Can you give us an insight into your connection with Peru, and what kind of an impact this special relationship with the country has had on you?
Roberto has such a strong connection with Peru with his family calling this land home since the 16th Century, some of which still reside in the small Andean town of Pampacolca that’s 3000m above sea level. If you’ve ever met a Peruvian, you know they’re extremely proud and patriotic. Roberto’s Peruvian mother has been in Australia for over 30 years, and when you go to her home you feel like you are in Peru.
They love speaking Spanish at home and there is never a shortage of delicious Peruvian food such as their famous empanadas (South American version of a meat pie). Family dinners are always filled with stories about Peru and its history, and you can see how this sense of pride has been passed down to Roberto. This love for Peru is so infectious, which is why we love having an excuse to visit this beautiful country so frequently. We venture back every year and stay for months at a time, reconnecting with existing suppliers and artisans, as well as discovering new ones.
What do you recommend travellers put at the top of their to-do list when visiting Peru?

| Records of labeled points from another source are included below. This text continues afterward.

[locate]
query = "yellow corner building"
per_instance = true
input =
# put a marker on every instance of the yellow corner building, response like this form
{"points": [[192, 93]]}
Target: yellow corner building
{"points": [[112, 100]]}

Hurry up and get there if you haven’t gone already! Save your pennies and book a one-way ticket because you won’t want to come home for a while. Spanish is such a beautiful language, so once you get there, book yourself into a course and immerse yourself in the culture. You’ll land in Lima, the capital, which is great for food. You can also visit one of Gastón Acurio’s restaurants in Mira Flores. He is the most famous chef in Peru and well-known around the world.
Other great cities for food and culture are Arequipa and Cuzco, and from there you can go on and trek to Macchu Picchu. We love the spectacular Colca Canyon where you can see one of the largest and most elusive birds in the world: the condor. The mysterious and unexplained Nazca Lines are also incredible to see, and you can only really appreciate them from the air. Stay with a host family on Lake Titcaca and see how these incredible people live on floating islands made from reeds. If you want to see all of Peru you need years! All the different weather climates, terrains, and ecosystems will allow you to experience a diverse and exciting trip filled with scenic beaches, deserts, lakes, and mountains. It really is incredible!